Today is a new day. Returning to the debacle of the seat cover that doesn’t fit the first thing is to cast aside all assumptions and do a systematic trouble shooting of everything.

The first thing I discovered is that the sides of the seat aren’t at right angles to the front – they are actually at 83 degrees, not 90 degrees. OK, that makes a difference. There is an inward jog at the back of the seat. OK, that needs to be included in the template

While the factory seat covers aren’t suitable for making templates they can give you a rough idea. Working against the seat frame I had made the corners with a 3″ radius. Looking at the original covers they had a much larger radius.

But how to make a large radius? Well, the drafting set I’m using (a professional set from my days as an aerospace draftsman) has an extension bar for the compass. Let’s make circles with radii from 5″ to 10″ , cut them out of cardboard, and see which one fits best. After trying all of them it looks like an 8″ radius is the best fit.

Taking this information we create a new template.

As long as we have the seat backs mounted on the base let’s mark the foam with the edges of the seat backs and the seat inserts. We can then use this to fit the top seat cover and precisely locate the seat inserts and center panel.

Seat back alignment marks

With this information we can position the seat inserts, add filler strips on the outside edges, and determine the exact size for the center panel between the inserts.

Based on the new template I was able to save and re-work the seat inserts – all other pieces had to be discarded and done from scratch. This wasn’t completely bad – the inserts required the most work to make so I was glad to be able to use them. All of the other pieces were simply cut out and sewn together.

The new template is used to mark the outside edges and the radius for the corner. This corner radius goes into the insert, so the insert is trimmed to fit. After the entire top panel is sewn together it is draped over the seat base and test fitted.
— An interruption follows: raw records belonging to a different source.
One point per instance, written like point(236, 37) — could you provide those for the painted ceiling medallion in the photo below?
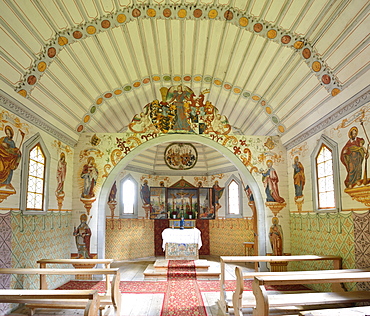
point(180, 156)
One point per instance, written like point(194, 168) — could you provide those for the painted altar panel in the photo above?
point(182, 202)
point(158, 203)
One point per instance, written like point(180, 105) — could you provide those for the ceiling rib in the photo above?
point(243, 60)
point(228, 67)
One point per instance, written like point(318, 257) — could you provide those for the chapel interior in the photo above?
point(244, 124)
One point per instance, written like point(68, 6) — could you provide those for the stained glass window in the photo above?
point(233, 195)
point(36, 179)
point(325, 178)
point(128, 193)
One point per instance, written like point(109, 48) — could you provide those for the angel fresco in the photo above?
point(298, 178)
point(61, 174)
point(90, 175)
point(352, 156)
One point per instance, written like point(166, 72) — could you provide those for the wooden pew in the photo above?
point(241, 299)
point(107, 262)
point(113, 297)
point(264, 300)
point(89, 298)
point(226, 303)
point(348, 311)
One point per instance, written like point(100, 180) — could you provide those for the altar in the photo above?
point(181, 244)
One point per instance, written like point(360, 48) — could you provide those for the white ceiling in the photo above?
point(90, 66)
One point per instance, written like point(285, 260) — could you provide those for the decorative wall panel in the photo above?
point(227, 236)
point(5, 255)
point(36, 237)
point(362, 244)
point(129, 238)
point(322, 234)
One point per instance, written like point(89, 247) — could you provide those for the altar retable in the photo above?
point(181, 244)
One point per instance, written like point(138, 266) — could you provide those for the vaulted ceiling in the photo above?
point(272, 67)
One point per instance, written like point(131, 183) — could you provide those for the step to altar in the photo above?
point(205, 270)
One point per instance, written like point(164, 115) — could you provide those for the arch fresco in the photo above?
point(244, 172)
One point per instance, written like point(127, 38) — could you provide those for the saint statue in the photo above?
point(82, 235)
point(10, 156)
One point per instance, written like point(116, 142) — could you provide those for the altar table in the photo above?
point(181, 236)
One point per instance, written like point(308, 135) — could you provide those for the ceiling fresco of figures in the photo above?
point(268, 66)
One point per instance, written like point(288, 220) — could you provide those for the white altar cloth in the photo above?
point(181, 236)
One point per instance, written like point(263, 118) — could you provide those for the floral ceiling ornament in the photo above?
point(180, 156)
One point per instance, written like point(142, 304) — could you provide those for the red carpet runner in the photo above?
point(183, 297)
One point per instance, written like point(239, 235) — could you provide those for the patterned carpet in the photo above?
point(144, 287)
point(182, 297)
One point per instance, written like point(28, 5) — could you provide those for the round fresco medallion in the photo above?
point(136, 13)
point(326, 79)
point(86, 118)
point(167, 12)
point(271, 34)
point(41, 66)
point(212, 14)
point(275, 119)
point(228, 15)
point(182, 13)
point(62, 40)
point(258, 27)
point(31, 80)
point(298, 44)
point(197, 13)
point(151, 12)
point(306, 53)
point(335, 91)
point(52, 52)
point(23, 93)
point(180, 156)
point(121, 18)
point(105, 24)
point(316, 66)
point(77, 34)
point(243, 21)
point(286, 39)
point(91, 29)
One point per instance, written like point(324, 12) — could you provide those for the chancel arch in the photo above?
point(243, 171)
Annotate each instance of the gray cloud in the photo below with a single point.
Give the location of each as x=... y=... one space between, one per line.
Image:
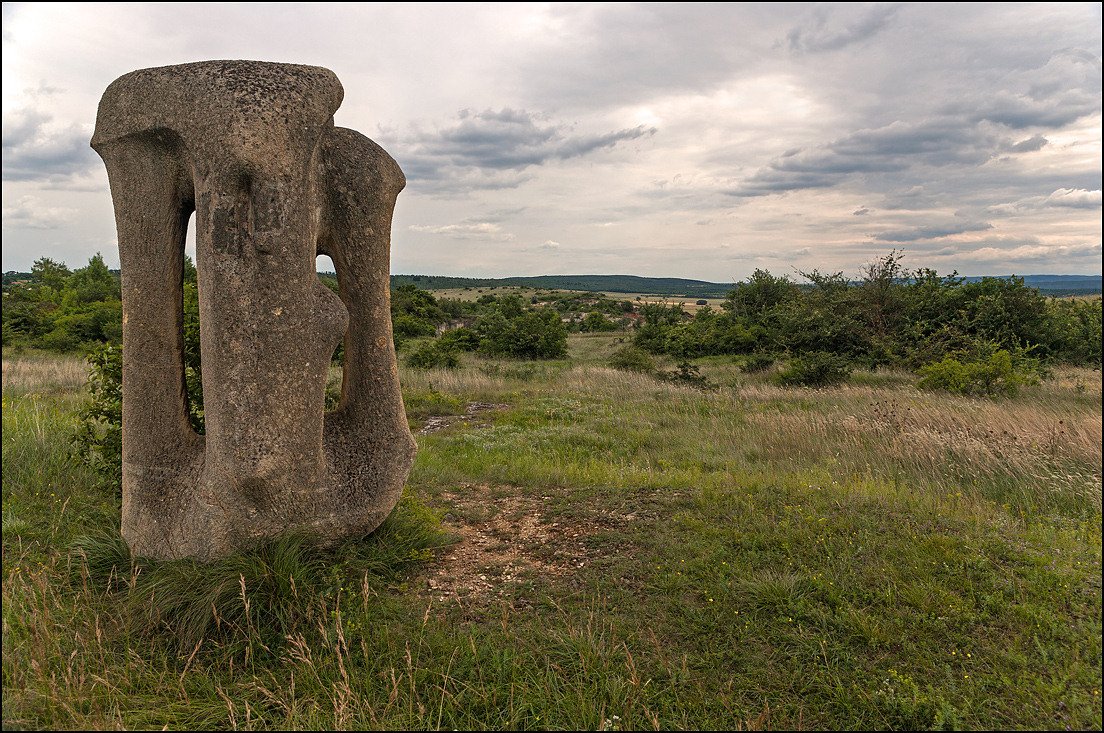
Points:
x=29 y=212
x=35 y=150
x=490 y=148
x=931 y=231
x=831 y=28
x=468 y=230
x=890 y=149
x=1032 y=144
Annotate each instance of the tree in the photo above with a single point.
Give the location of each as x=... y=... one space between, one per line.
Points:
x=51 y=273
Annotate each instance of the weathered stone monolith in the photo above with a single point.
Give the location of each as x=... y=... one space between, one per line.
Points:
x=251 y=148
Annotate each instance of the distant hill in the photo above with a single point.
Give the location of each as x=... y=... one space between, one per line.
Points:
x=1059 y=285
x=677 y=287
x=660 y=286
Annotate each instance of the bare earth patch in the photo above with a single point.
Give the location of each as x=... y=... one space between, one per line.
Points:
x=506 y=544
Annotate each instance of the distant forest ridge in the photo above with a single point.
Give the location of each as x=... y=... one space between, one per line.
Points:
x=677 y=287
x=671 y=287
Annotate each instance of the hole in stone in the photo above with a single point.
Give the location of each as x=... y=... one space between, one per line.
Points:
x=327 y=273
x=193 y=385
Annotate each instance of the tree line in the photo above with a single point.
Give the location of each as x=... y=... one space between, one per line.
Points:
x=890 y=316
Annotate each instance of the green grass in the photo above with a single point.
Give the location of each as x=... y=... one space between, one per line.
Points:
x=605 y=551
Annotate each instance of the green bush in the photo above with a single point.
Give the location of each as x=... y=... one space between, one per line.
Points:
x=98 y=437
x=463 y=339
x=815 y=369
x=433 y=354
x=997 y=375
x=757 y=362
x=520 y=335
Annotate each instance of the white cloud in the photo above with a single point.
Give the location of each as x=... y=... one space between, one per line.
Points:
x=467 y=231
x=29 y=212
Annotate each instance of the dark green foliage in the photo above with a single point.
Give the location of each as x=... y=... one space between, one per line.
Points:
x=508 y=331
x=815 y=369
x=432 y=354
x=98 y=438
x=1076 y=331
x=996 y=375
x=463 y=339
x=891 y=317
x=414 y=312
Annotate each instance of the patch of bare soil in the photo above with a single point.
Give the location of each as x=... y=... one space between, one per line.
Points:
x=434 y=424
x=506 y=543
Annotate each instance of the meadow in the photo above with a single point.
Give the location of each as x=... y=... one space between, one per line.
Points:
x=584 y=548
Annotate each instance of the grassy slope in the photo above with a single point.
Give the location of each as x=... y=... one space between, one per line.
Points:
x=636 y=555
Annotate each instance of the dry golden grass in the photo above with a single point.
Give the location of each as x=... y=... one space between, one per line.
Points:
x=31 y=372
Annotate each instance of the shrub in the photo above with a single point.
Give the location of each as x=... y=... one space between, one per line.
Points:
x=463 y=339
x=815 y=369
x=432 y=354
x=991 y=378
x=757 y=362
x=98 y=437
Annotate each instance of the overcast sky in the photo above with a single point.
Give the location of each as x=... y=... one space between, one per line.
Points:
x=682 y=140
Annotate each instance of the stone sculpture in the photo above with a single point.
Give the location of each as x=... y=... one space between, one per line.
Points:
x=252 y=148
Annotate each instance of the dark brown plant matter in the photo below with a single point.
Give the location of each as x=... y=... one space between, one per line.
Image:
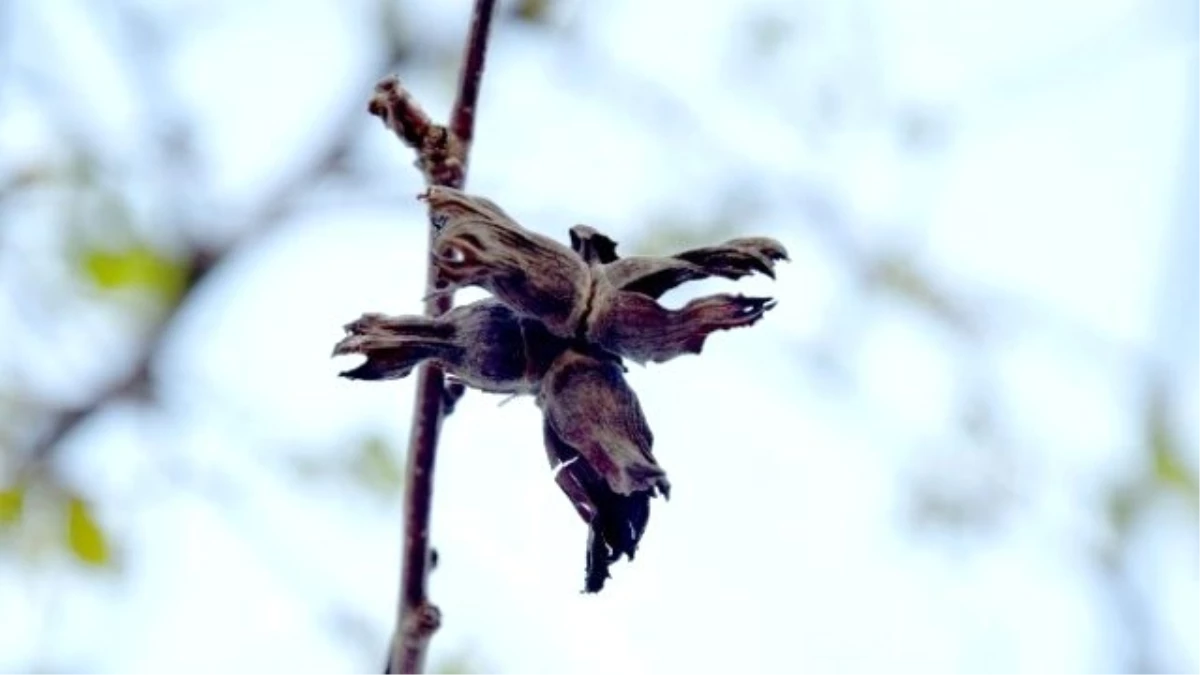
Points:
x=558 y=326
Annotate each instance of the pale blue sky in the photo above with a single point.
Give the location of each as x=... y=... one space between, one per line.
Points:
x=785 y=547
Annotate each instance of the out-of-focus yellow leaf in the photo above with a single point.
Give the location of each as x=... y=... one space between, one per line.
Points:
x=85 y=538
x=1162 y=441
x=12 y=503
x=376 y=466
x=900 y=276
x=533 y=11
x=136 y=267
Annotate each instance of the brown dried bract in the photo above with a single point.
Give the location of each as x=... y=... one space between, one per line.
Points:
x=557 y=327
x=589 y=292
x=480 y=245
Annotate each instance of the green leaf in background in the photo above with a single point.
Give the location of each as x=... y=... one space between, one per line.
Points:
x=1163 y=443
x=12 y=505
x=533 y=11
x=900 y=276
x=85 y=538
x=136 y=267
x=376 y=466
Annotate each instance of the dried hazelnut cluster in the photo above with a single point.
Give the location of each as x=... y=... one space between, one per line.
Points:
x=557 y=327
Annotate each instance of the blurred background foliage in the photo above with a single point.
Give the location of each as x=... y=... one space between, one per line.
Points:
x=107 y=240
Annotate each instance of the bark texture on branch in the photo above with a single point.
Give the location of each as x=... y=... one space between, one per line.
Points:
x=442 y=157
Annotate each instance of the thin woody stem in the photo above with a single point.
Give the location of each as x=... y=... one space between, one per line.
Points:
x=442 y=157
x=462 y=117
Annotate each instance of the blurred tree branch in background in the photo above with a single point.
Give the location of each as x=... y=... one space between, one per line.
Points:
x=138 y=233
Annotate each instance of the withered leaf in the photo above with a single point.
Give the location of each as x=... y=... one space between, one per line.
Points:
x=599 y=442
x=480 y=245
x=609 y=304
x=485 y=344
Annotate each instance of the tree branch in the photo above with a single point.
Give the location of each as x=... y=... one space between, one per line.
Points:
x=442 y=157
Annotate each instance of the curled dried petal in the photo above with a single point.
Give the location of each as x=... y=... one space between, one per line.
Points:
x=588 y=405
x=637 y=327
x=616 y=523
x=733 y=260
x=484 y=344
x=480 y=245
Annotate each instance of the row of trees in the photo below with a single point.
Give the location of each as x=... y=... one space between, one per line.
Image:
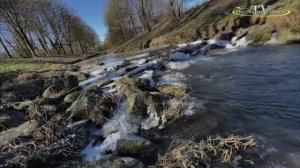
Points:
x=30 y=28
x=126 y=18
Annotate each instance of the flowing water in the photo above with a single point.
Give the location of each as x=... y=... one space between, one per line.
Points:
x=252 y=91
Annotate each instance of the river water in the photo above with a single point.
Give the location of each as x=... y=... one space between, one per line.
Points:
x=249 y=91
x=252 y=91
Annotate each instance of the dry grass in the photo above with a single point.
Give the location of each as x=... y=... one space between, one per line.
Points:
x=50 y=144
x=187 y=153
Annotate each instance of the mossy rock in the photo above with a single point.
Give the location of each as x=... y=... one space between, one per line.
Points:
x=133 y=147
x=263 y=37
x=175 y=91
x=104 y=82
x=295 y=30
x=127 y=162
x=139 y=99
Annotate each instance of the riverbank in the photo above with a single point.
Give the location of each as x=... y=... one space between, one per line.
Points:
x=98 y=112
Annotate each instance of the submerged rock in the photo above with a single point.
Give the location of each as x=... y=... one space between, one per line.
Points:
x=70 y=98
x=127 y=162
x=61 y=87
x=139 y=99
x=175 y=91
x=104 y=82
x=92 y=104
x=131 y=147
x=25 y=129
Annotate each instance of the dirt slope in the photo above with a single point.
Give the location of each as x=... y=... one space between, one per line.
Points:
x=214 y=19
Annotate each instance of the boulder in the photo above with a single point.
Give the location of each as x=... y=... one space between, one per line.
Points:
x=104 y=82
x=133 y=147
x=70 y=98
x=139 y=99
x=25 y=129
x=10 y=119
x=179 y=56
x=105 y=162
x=127 y=162
x=92 y=104
x=174 y=91
x=100 y=63
x=61 y=87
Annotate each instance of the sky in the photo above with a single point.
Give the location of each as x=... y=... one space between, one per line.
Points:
x=92 y=12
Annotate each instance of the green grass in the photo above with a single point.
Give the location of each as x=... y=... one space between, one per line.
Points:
x=7 y=68
x=263 y=37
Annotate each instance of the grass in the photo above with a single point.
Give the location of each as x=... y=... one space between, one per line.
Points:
x=187 y=153
x=7 y=68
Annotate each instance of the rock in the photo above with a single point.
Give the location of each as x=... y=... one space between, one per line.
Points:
x=127 y=162
x=179 y=56
x=104 y=82
x=105 y=162
x=10 y=119
x=139 y=99
x=70 y=98
x=175 y=91
x=100 y=63
x=25 y=129
x=133 y=147
x=61 y=87
x=124 y=64
x=27 y=76
x=48 y=108
x=128 y=69
x=92 y=104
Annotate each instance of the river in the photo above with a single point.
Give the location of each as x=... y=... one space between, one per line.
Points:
x=247 y=91
x=252 y=91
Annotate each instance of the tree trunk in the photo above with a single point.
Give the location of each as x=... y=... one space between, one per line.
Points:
x=5 y=48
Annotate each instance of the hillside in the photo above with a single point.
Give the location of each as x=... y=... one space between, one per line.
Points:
x=214 y=20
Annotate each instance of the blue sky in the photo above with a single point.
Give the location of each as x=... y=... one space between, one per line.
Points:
x=92 y=12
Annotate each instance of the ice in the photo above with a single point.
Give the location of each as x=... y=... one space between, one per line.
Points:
x=151 y=121
x=173 y=78
x=139 y=62
x=148 y=75
x=273 y=39
x=119 y=127
x=179 y=56
x=177 y=65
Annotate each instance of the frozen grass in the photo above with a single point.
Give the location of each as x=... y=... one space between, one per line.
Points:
x=187 y=153
x=7 y=68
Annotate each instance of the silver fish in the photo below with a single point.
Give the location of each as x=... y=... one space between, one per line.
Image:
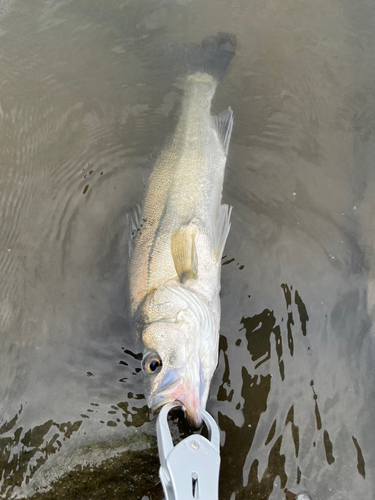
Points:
x=176 y=262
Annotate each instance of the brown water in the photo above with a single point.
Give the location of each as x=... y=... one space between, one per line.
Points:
x=85 y=106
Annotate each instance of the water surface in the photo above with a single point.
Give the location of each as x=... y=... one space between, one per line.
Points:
x=87 y=101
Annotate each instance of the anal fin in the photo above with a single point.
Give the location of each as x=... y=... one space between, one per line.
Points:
x=222 y=230
x=184 y=254
x=134 y=219
x=224 y=124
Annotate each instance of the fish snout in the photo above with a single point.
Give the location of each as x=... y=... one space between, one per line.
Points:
x=185 y=391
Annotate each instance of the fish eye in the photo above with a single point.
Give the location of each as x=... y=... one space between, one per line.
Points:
x=151 y=363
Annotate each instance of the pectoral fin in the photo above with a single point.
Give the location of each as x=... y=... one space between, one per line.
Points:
x=222 y=230
x=184 y=254
x=224 y=124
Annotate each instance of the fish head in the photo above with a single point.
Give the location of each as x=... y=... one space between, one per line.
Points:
x=176 y=365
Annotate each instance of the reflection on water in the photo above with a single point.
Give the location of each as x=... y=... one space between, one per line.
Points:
x=87 y=101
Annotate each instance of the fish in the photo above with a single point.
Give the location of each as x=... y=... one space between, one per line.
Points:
x=175 y=266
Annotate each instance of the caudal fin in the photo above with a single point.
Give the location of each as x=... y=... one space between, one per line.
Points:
x=213 y=56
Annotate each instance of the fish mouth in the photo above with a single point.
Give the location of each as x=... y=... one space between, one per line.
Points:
x=182 y=392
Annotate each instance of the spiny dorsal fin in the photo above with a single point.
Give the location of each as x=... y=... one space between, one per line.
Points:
x=224 y=124
x=222 y=230
x=184 y=254
x=134 y=218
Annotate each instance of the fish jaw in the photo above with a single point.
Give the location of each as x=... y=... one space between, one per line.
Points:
x=188 y=388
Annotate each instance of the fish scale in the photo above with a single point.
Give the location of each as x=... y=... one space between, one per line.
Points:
x=176 y=260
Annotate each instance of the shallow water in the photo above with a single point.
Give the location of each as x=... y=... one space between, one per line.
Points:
x=87 y=101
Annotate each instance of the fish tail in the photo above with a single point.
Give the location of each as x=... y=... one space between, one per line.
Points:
x=206 y=63
x=212 y=57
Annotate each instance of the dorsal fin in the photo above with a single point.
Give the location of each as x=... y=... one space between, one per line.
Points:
x=222 y=230
x=224 y=124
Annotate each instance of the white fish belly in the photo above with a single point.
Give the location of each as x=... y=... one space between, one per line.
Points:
x=184 y=190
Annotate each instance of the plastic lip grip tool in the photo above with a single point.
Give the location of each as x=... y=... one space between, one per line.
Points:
x=189 y=470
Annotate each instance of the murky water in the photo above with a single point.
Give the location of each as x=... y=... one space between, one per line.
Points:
x=87 y=101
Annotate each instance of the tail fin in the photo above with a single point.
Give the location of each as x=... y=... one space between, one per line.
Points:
x=213 y=56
The front and sides were made using the original front and sides as templates. Despite the problems with the first seat cover these pieces seemed to fit OK, so we will use the same templates to make the new ones. To correct the problems with the seam we sew the front and side panels together and pin them in place on the seat base and foam. We then use the edge of the side and front to mark the top panel, add seam allowances, and mark this on the top panel. Hopefully this will give us a consistent seam around the entire seat rather than one that dips around the ends.

Taking a deep breath, sew the top and sides together. With considerable trepidation test fit the new cover.

And it fits! Maybe not perfect, but much better than the first cover.